- Interactive map of the Bottle House of Ganja area

General information
- Status: Private property
- Location: Intersection of Huseyn Javid and Gambar Huseynli Streets, Ganja, Azerbaijan
- Construction started: 1966
- Completed: 1967

Technical details
- Floor count: 2

Design and construction
- Architect: Ibrahim Jafarov

= Bottle house of Ganja =

Bottle House (Butulka ev/Butulkali ev) is an unusual private residence in Ganja built from glass bottles.

== Overview ==
Two-storey bottle house was built by Ibrahim Jafarov, a resident of Ganja in 1966-67 from glass bottles of different shapes and sizes, and colorful stones brought from Sochi. 48000 bottles were used in construction.

The construction of this house was dedicated to the memory of Ibrahim Jafarov's brother who went missing during World War II.

== Decoration ==
The construction year of the house was written on the wall of the front porch. A big portrait of missing brother Yusif Jafarov was drawn underneath the protrusion of the roof at the front.
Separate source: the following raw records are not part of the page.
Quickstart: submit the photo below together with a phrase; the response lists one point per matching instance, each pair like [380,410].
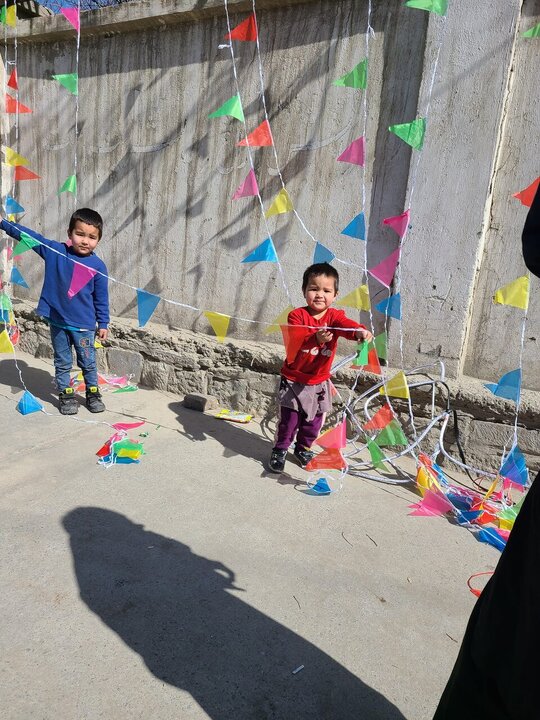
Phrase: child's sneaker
[277,460]
[94,401]
[303,455]
[68,404]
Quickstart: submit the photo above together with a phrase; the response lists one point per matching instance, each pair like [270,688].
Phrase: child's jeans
[83,342]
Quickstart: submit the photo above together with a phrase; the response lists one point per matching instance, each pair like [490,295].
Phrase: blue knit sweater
[89,306]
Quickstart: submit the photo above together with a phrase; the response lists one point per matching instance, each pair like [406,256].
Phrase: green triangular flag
[391,435]
[70,81]
[437,6]
[533,32]
[25,243]
[412,133]
[357,78]
[232,107]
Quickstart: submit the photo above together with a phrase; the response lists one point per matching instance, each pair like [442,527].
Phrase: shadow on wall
[186,618]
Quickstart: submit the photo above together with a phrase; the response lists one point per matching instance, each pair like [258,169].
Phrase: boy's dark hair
[320,269]
[88,216]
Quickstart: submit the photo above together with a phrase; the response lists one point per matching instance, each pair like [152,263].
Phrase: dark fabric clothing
[496,672]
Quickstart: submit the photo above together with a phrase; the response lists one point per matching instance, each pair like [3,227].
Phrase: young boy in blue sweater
[73,314]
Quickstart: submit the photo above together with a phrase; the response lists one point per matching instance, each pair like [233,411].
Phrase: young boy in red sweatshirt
[304,393]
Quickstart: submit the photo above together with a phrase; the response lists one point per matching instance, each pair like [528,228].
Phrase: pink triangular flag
[399,223]
[81,276]
[248,188]
[72,16]
[384,271]
[355,153]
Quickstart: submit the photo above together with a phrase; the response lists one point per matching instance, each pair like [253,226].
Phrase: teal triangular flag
[265,252]
[356,228]
[146,304]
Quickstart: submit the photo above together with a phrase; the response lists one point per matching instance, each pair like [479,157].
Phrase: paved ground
[192,585]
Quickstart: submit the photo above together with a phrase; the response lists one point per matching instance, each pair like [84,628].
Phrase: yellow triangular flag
[281,204]
[396,386]
[13,158]
[219,323]
[515,293]
[281,319]
[358,298]
[5,342]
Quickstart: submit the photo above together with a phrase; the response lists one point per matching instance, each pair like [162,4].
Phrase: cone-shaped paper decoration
[282,204]
[336,437]
[293,339]
[260,137]
[525,196]
[391,435]
[412,133]
[17,278]
[281,319]
[322,254]
[437,6]
[146,304]
[248,188]
[356,228]
[232,107]
[70,185]
[25,243]
[5,343]
[12,82]
[390,306]
[246,31]
[515,293]
[509,386]
[13,158]
[355,153]
[380,420]
[384,271]
[357,78]
[219,323]
[265,252]
[13,106]
[12,206]
[358,298]
[329,459]
[70,81]
[82,275]
[515,467]
[72,16]
[396,386]
[22,173]
[28,403]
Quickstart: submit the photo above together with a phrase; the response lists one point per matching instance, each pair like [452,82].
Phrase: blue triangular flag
[146,304]
[391,306]
[514,467]
[17,278]
[509,386]
[265,252]
[28,404]
[12,206]
[356,228]
[322,254]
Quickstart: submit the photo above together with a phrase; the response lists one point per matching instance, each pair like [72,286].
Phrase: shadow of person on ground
[185,617]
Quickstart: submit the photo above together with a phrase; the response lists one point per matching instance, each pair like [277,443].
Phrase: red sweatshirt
[311,364]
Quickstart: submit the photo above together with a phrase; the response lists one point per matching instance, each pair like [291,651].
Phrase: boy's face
[84,238]
[320,293]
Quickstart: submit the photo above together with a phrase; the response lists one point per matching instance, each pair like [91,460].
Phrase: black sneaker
[94,401]
[68,404]
[303,456]
[277,460]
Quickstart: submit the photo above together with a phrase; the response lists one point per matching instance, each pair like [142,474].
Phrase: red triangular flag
[260,137]
[246,31]
[22,173]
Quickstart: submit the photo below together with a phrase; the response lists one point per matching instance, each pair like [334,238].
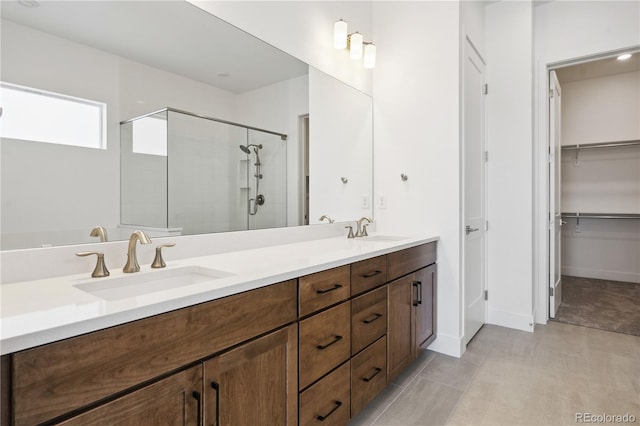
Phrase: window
[36,115]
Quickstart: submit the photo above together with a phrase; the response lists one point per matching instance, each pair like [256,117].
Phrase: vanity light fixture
[354,42]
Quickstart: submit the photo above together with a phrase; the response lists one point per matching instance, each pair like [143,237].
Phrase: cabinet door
[254,384]
[400,330]
[176,400]
[425,312]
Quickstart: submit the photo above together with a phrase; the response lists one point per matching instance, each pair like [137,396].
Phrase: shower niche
[184,174]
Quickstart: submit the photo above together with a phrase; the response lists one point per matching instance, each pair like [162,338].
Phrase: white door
[474,192]
[555,213]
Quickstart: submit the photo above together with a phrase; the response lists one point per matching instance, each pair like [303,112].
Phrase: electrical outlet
[382,201]
[364,201]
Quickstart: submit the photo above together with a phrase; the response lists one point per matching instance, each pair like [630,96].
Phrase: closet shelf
[602,145]
[601,215]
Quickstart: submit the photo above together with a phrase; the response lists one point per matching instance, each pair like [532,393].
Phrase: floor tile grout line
[404,389]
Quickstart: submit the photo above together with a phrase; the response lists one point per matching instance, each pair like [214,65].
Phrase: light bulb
[340,35]
[355,46]
[369,55]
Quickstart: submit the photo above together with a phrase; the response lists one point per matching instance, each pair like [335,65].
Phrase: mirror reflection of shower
[259,198]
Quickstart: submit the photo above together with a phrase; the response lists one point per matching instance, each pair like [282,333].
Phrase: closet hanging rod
[602,145]
[601,215]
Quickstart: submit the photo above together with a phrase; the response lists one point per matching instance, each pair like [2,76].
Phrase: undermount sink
[383,238]
[144,283]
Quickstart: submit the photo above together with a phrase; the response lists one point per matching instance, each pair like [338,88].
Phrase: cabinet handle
[196,396]
[371,274]
[216,387]
[375,373]
[375,317]
[327,290]
[335,340]
[323,418]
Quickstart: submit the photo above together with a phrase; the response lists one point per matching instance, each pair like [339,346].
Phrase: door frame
[467,43]
[541,176]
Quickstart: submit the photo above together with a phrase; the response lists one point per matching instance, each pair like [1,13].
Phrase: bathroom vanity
[310,335]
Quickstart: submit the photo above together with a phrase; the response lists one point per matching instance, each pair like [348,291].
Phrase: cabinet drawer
[368,318]
[323,289]
[368,274]
[406,261]
[324,342]
[327,402]
[368,374]
[54,379]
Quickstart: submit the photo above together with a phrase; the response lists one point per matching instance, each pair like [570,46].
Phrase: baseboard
[600,274]
[511,320]
[448,345]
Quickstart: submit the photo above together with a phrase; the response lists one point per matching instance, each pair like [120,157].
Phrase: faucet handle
[350,232]
[100,269]
[158,261]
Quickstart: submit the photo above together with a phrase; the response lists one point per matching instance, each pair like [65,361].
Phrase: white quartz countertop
[44,311]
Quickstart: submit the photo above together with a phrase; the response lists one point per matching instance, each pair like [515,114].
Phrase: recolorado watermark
[605,418]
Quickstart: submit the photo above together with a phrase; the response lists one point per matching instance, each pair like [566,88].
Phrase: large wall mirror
[158,115]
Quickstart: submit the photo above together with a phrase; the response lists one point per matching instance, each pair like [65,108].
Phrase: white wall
[606,180]
[303,29]
[33,172]
[564,31]
[603,109]
[416,119]
[509,142]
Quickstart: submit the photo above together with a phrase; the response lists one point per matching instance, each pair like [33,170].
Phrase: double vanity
[301,333]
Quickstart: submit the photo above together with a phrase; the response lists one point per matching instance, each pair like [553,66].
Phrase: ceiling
[175,36]
[599,68]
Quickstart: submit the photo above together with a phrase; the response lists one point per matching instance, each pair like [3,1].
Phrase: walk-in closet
[600,194]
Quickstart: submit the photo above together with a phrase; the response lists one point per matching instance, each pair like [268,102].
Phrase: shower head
[245,148]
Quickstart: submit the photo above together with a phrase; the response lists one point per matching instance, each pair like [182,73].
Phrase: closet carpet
[602,304]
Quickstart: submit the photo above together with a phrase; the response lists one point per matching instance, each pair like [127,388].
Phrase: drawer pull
[196,396]
[323,418]
[371,274]
[375,373]
[375,317]
[335,340]
[216,387]
[327,290]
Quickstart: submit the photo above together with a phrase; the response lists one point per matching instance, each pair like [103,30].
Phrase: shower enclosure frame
[168,110]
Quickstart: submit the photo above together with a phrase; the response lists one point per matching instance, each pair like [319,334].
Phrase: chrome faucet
[99,231]
[362,228]
[132,259]
[324,216]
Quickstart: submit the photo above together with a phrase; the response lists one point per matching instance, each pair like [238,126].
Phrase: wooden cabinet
[52,380]
[328,401]
[175,400]
[368,319]
[322,289]
[314,350]
[425,319]
[324,343]
[368,374]
[412,302]
[401,317]
[254,384]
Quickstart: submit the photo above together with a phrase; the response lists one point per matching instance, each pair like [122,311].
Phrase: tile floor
[510,377]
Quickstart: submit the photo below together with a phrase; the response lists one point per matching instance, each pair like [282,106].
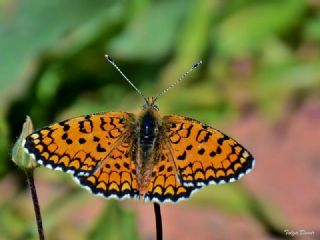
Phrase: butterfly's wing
[165,185]
[94,148]
[78,145]
[116,176]
[204,155]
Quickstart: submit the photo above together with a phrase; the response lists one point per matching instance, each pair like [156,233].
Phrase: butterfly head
[149,104]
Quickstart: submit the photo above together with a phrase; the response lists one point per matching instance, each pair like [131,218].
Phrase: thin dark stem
[157,213]
[36,205]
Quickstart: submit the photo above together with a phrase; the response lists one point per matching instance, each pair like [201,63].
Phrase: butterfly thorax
[146,145]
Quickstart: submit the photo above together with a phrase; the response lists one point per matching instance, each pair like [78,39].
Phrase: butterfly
[144,156]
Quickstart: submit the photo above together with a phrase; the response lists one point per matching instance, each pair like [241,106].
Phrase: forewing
[78,145]
[204,155]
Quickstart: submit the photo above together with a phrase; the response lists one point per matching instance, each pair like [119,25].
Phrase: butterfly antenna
[196,65]
[108,57]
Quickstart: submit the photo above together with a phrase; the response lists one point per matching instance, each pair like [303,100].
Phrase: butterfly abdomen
[148,129]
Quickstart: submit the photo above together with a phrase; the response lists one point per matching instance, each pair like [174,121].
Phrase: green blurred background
[260,83]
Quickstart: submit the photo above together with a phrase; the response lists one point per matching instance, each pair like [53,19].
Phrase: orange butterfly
[146,155]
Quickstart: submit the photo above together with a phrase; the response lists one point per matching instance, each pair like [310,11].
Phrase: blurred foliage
[260,56]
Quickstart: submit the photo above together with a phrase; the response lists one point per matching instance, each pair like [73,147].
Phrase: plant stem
[157,213]
[36,205]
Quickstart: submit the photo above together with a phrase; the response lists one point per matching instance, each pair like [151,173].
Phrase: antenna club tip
[108,57]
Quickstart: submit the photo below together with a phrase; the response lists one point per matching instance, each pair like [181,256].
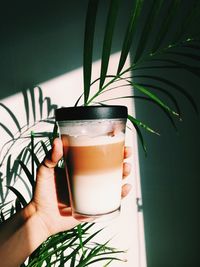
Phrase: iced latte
[93,145]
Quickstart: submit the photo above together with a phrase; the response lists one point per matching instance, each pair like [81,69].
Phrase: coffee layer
[94,159]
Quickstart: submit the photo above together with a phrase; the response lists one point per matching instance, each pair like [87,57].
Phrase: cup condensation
[93,144]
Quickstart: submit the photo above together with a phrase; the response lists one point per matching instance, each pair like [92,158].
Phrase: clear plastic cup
[93,145]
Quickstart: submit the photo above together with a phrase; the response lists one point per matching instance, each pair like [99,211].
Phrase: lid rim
[91,112]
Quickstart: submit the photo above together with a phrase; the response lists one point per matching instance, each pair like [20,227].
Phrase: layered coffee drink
[93,145]
[95,173]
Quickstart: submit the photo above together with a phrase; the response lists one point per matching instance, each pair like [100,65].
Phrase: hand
[50,198]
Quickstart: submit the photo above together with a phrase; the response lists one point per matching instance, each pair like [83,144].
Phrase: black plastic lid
[91,112]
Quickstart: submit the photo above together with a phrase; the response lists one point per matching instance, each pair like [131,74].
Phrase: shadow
[44,39]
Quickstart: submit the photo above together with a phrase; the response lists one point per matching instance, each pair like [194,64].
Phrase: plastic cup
[93,147]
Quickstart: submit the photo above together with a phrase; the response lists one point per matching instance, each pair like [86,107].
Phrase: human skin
[47,213]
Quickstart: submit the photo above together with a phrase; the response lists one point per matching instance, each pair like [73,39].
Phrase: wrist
[31,214]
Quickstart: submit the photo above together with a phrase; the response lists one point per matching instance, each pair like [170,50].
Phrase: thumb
[51,160]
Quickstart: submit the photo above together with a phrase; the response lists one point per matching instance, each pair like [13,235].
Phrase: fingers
[127,152]
[55,154]
[126,169]
[51,160]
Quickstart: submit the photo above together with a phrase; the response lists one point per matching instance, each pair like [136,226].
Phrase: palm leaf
[107,42]
[88,46]
[153,97]
[7,130]
[173,85]
[129,34]
[176,64]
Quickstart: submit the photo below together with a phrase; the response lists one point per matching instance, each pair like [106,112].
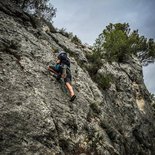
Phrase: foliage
[118,42]
[41,8]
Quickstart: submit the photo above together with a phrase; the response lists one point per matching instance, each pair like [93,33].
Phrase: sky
[88,18]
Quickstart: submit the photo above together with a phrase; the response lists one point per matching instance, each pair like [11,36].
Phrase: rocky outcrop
[36,116]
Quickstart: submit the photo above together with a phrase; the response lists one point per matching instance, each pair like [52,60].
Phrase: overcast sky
[87,19]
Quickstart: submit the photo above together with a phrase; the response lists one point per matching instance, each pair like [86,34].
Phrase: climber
[62,70]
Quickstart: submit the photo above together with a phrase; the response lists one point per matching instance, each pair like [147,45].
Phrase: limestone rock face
[36,116]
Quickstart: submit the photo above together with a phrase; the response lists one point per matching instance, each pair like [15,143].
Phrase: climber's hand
[63,76]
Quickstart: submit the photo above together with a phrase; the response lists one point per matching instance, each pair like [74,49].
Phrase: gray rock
[36,116]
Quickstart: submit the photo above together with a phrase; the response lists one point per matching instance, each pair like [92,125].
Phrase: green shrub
[119,43]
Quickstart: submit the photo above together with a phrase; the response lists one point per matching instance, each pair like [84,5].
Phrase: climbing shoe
[72,98]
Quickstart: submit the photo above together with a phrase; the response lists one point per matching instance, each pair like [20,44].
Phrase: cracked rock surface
[36,116]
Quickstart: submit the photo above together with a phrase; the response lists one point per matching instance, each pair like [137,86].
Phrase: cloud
[88,18]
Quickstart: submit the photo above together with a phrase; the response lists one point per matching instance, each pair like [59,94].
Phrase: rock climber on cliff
[62,70]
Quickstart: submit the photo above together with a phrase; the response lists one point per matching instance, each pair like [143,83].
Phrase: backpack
[64,60]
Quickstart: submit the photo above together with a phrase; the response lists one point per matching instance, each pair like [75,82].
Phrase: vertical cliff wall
[36,116]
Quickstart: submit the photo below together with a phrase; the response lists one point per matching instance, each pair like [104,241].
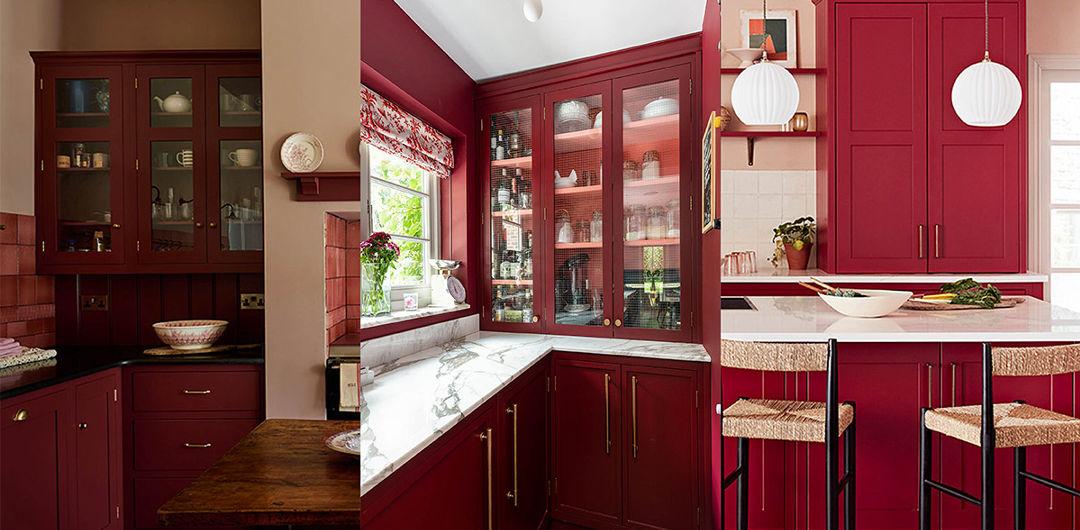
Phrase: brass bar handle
[607,415]
[486,436]
[633,412]
[922,239]
[512,494]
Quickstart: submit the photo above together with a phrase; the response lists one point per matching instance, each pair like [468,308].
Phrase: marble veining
[418,396]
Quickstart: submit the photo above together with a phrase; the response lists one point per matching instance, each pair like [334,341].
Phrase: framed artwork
[710,173]
[777,34]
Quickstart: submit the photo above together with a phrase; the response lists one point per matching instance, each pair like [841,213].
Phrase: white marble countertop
[772,275]
[809,318]
[418,397]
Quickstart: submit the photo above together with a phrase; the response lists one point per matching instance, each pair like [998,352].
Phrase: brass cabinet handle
[607,415]
[486,436]
[512,494]
[937,241]
[922,239]
[633,412]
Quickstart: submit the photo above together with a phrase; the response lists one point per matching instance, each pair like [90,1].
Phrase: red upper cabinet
[880,130]
[975,176]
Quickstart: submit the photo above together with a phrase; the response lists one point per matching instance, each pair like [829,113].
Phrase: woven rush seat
[1015,424]
[782,420]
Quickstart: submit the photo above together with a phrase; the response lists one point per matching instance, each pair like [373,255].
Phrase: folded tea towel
[28,355]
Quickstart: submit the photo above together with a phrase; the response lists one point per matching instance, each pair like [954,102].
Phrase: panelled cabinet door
[81,187]
[97,459]
[513,219]
[523,454]
[588,447]
[34,462]
[662,451]
[975,176]
[172,159]
[880,138]
[234,168]
[650,188]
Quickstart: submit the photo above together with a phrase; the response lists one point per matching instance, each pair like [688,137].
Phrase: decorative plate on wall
[301,152]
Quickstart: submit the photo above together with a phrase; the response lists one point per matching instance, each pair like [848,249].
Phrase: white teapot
[175,103]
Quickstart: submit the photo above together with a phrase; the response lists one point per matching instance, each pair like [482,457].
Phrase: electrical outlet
[252,300]
[94,302]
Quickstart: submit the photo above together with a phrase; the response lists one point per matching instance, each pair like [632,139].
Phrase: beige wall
[159,24]
[1053,26]
[311,83]
[24,26]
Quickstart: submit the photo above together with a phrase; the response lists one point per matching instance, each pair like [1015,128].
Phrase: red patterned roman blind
[385,125]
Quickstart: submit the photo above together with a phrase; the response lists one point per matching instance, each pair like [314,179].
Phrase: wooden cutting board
[916,304]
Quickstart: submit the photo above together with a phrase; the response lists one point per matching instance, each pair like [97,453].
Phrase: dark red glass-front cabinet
[662,434]
[513,220]
[961,377]
[880,130]
[97,460]
[80,203]
[975,176]
[34,461]
[523,451]
[586,449]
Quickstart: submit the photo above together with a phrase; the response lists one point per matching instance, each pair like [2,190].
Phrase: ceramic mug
[186,158]
[244,158]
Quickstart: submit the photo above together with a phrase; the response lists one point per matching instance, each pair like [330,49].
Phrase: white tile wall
[754,202]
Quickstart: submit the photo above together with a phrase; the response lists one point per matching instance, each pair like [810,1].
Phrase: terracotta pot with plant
[794,241]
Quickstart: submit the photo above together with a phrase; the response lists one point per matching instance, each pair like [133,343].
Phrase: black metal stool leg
[1020,488]
[926,466]
[742,512]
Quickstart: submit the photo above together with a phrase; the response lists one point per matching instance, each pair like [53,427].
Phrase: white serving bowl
[876,302]
[190,335]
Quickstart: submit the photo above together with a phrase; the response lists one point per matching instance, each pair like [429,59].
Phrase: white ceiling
[491,38]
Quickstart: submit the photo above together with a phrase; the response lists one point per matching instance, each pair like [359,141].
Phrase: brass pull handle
[953,368]
[937,241]
[607,415]
[922,239]
[486,436]
[633,412]
[512,494]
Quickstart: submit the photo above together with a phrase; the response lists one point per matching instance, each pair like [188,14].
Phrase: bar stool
[791,421]
[998,425]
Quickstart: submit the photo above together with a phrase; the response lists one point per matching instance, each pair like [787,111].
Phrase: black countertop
[76,362]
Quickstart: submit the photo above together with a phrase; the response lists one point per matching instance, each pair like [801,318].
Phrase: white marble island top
[418,397]
[809,318]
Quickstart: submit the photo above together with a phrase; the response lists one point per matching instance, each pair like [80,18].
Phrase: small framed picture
[775,34]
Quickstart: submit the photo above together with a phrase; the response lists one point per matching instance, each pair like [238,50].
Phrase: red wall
[403,64]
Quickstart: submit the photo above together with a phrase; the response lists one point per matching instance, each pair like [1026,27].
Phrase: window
[1058,177]
[402,202]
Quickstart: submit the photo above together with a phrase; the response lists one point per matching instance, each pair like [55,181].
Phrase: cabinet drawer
[181,445]
[197,391]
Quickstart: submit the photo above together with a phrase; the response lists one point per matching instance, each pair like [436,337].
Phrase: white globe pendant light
[766,93]
[986,94]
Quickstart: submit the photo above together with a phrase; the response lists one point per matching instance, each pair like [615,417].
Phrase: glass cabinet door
[577,215]
[512,227]
[651,199]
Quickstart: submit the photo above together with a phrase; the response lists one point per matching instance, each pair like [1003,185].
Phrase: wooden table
[281,474]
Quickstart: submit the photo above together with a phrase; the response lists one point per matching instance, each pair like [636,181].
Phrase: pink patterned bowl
[190,335]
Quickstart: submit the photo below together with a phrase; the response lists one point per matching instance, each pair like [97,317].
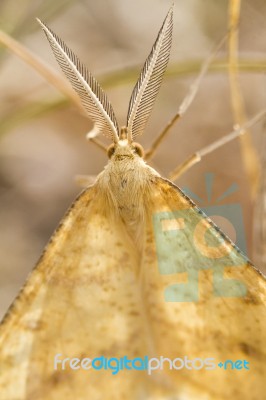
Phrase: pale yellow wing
[81,300]
[203,299]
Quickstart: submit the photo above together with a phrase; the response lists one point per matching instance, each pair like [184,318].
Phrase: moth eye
[138,149]
[110,150]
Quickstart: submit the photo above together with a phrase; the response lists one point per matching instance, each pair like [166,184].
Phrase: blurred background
[42,134]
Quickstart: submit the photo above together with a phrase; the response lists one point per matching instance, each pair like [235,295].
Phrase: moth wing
[80,301]
[203,299]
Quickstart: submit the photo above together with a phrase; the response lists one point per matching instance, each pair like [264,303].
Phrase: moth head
[125,147]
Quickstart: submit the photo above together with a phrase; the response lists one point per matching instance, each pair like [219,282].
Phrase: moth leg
[198,155]
[249,155]
[85,180]
[187,100]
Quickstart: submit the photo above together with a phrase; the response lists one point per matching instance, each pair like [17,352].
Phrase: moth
[134,270]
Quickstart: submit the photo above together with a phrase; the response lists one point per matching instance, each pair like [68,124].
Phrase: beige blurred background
[42,137]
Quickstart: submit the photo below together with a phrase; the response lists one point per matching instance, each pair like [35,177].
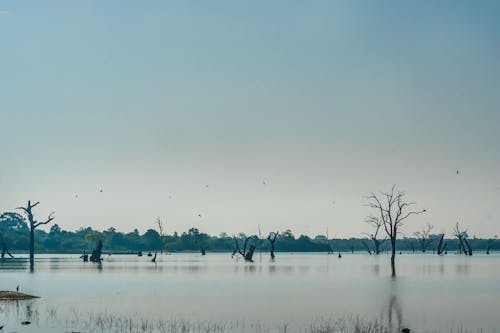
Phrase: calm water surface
[429,293]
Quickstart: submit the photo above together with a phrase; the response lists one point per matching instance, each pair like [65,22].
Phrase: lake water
[429,293]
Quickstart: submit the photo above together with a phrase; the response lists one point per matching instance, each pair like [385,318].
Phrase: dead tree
[247,255]
[33,225]
[96,254]
[160,229]
[329,245]
[84,256]
[423,237]
[377,223]
[394,210]
[367,247]
[464,245]
[5,250]
[272,239]
[441,245]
Additionally, the walls of the house were decorated with notes about Olympic Games held in USSR in the 1980s, and the name and portrait of the owner.

The words “Ganja” (the historic name of the city) were written on the different parts of the building with the bottoms of bottles, however during that time the city was officially called Kirovabad (1935-1989).

The house was reconstructed recently and is a popular destination for citizens and tourists.